«Новый, большой город, куда я попал, сразу вызвал во мне много запросов. Все они настойчиво требовали ответа. Спокойно наблюдая за жизнью столицы, я все сильнее проникался сознанием глубокой закономерности тех сложных связей и вопиющих противоречий, которыми полна эта жизнь. Читал я книгу гениального человека, а поражался его светлому уму, я чувствовал за этим умом жизнь, обильно залитую светом мыслей, и тем самым я болезненно чувствовал, что у меня этого света нет…
Если ты не хочешь, чтобы тебе была суждена судьба городского обывателя, который чувствует себя неловко вне своей квартиры, если ты не хочешь поступиться своими мыслями и вступить в сделку с совестью, лишь только тебе угрожают опасность и лишения, если ты хочешь быть господином своих поступков — приучай себя к труду, закаляй себя лишениями. Меня не страшит суровая жизнь и физический труд. Я лично стремлюсь к тому, чтобы изучить в совершенстве свою специальность и знать какое-нибудь ремесло.
Считается, что слесарь учится три года. Печатник — столько же. Меньше надо учиться сапожному и портновском делу. Механик по образованию может научиться слесарному делу за год. Мне, студенту-технологу, не трудно изучить слесарное дело и управлять машинами. Полезно уметь и хорошо плавать, а главное — много ходить пешком. Надо без подготовки пройти триста верст.
Мы с тобою уже знаем, какая зависимость существует между внешним строем и нашим развитием, мы познали и влияние общих условий жизни коллектива, класса на каждый входящий в него индивидуум, мы часть этого единого целого, и потому смешным должно казаться всякое отделение своей участи от участи того коллектива, к которому мы принадлежим».
Морозная мгла окутала ночной Петербург. Газовые рожки, зажженные фонарщиком, светили тускло.
В комнате у Сергея тепло. Присев к печке, он погрузился в чтение. Материнские письма были похожи одно на другое: жалобы на Бориса, восхищение Степой, незначительные новости по дому и настоятельная просьба приехать при первой возможности. Но в сегодняшнем письме о братьях только несколько строк, остальное мать посвятила себе. Она писала о трудностях, о невозвратимых годах молодости и жаловалась на приближающуюся старость и одиночество. Степан Михайлович Лузгин, председатель Кишиневского суда, овдовевший несколько лет назад, готов переехать к ней в дом…
Под утро Сергею приснилась усадьба в Лазое, занесенная снегом. Он вскочил с постели, проглотил на скорую руку скудный завтрак и заторопился на гулянья, которые обычно устраивались на Елагином острове. «Мы с сестрой в молодости, — рассказывала Татьяна Сергеевна, — каждое воскресенье уезжали на остров. Даже сейчас радостно вспоминать. Бывало, дух захватывает! Летишь с горки. Ветер доносит звуки духового оркестра. Весело! Одни саночки обгоняют другие, кто-то потерял равновесие, саночки перевернулись… Взлетела муфточка, кубарем катится пара под смех толпы… До чего хорошо было…»

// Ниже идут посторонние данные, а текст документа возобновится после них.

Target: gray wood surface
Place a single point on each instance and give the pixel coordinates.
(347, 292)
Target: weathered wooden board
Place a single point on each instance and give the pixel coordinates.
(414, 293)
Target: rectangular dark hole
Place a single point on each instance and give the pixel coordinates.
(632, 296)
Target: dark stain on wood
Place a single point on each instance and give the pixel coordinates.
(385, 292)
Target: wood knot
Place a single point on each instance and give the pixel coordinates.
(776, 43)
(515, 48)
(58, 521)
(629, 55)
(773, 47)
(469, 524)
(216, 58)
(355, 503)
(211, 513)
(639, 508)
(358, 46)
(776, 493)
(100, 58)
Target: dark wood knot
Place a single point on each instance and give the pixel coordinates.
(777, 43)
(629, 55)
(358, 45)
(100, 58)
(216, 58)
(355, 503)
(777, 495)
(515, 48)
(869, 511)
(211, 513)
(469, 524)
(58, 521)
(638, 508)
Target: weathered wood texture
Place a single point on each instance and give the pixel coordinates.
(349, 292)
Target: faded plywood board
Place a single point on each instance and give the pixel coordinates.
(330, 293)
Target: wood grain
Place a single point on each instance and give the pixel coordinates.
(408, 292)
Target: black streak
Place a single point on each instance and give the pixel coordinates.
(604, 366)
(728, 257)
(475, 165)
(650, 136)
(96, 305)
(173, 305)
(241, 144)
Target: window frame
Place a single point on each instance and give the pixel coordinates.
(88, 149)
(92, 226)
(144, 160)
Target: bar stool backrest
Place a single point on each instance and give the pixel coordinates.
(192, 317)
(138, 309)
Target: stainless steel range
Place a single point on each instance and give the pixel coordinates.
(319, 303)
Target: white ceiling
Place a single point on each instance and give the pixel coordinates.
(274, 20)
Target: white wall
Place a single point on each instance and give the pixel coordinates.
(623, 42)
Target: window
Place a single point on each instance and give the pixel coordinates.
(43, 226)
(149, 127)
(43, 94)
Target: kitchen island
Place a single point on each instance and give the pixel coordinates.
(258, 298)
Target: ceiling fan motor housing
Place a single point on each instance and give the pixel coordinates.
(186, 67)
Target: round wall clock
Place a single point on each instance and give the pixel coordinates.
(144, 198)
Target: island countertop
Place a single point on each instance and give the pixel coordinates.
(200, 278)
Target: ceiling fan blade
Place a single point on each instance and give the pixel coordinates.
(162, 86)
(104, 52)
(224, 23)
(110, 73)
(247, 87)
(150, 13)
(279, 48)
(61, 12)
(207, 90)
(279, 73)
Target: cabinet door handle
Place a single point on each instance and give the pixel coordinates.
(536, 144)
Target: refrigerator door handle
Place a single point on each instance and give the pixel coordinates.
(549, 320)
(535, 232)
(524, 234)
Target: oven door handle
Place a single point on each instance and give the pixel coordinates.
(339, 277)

Со слов хозяйки он знал, что ему предстоит длинный путь: добраться до Малой Невки, потом на Крестовский остров, пересечь Среднюю Невку и наконец попасть на Елагин остров.
Ни гулянья, ни ледяных гор Сергею, однако, повидать не удалось. На мосту через Среднюю Невку повстречался студент в поношенной шинели, укутанный башлыком. Он шел, запрятав руки в карманы.
С залива дул резкий ветер, поднимая снежную пыль.